A statutory regulator will typically be expected to give priority to the interests of the most direct recipients of the regulated service (in the case of OfS, to students). They are its fundamental reference group and also the main source of its legitimacy with the wider public. A new regulator will be on the lookout for an early opportunity to establish its reputation by intervening publicly in the interests of this group, preferably on an issue which the public will understand, and on which most people will take the students’ side. Arguably, lecturers’ pensions is not such a topic…
The public good
Fundamental to understanding the step-change to statutory regulation is understanding what it means to be a statutory body – a creature of Parliament, with its legislation policed by the courts. Its underlying allegiance (over and above the “having regard” list) is to the nation as a whole – to the public good, not the collective private good of the regulated sector. That does not mean unthinking attention to tabloid headlines or public prejudices about regulated bodies, but it does mean considering what the public could reasonably expect of a regulated body. That may be different from the views of students – or, in the case of a listed company, of shareholders. For example, as the on-off saga of VC pay rumbles on, the regulator can be expected to stand back and ask this question.
Good regulation
For over a decade, UK governments of different political hues have subscribed to the five “principles of good regulation” – proportionality, accountability, consistency, transparency, and targeting. These have been written into the legislation establishing many regulators, including OfS. In the early noughties, these principles were associated with “light touch” regulation, though that phrase took a severe mauling in the light of the financial crisis of 2008.

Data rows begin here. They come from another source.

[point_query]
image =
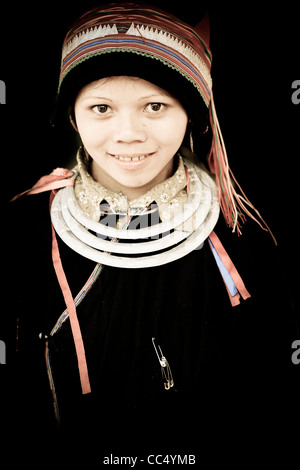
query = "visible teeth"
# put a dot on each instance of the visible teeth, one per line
(128, 159)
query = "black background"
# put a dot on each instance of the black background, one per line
(255, 51)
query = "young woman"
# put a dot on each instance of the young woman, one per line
(153, 310)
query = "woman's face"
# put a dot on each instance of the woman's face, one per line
(132, 129)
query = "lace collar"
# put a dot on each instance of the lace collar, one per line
(89, 193)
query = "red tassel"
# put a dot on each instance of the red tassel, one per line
(234, 206)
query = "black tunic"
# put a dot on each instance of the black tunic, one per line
(224, 359)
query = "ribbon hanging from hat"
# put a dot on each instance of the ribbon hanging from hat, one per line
(149, 32)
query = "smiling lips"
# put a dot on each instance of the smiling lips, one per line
(133, 158)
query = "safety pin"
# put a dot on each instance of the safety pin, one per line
(165, 367)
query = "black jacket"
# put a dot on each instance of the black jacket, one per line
(226, 361)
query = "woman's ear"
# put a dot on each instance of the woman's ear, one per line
(73, 121)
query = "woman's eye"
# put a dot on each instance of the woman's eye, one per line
(154, 107)
(100, 108)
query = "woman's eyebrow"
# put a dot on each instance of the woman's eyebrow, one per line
(96, 97)
(155, 95)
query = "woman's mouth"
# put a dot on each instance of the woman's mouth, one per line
(131, 159)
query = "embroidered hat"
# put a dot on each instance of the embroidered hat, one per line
(147, 42)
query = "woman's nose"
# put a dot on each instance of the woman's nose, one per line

In the subsequent debate, the wording was cleverly morphed to “right touch”, but throughout that debate there has remained an expectation that regulation will be “risk-based”, with the regulator intervening where they see the risk as highest, and keeping out of low-risk areas. That sounds reassuring, but a few home truths need to be considered. First, no regulator is omniscient. In order to assess risk the regulator needs information (which regulated bodies will need to provide). Second, the regulator’s Board will be tasked with defining the organisation’s risk appetite. On issues which they see as endangering public confidence in the whole regulated system, you can expect their risk tolerance to be quite low. And last, what the regulator sees as a risk-based approach may not feel like light – or even right – touch to the regulated body.
So, you should expect a structured, publicly visible relationship with the regulator, based on information which you will be required to provide. Expect a regulator which will be prepared to exercise its powers, will emphasise the interests of students, and will have a view beyond the collective interests of universities. Welcome to the world of statutory regulation, good luck!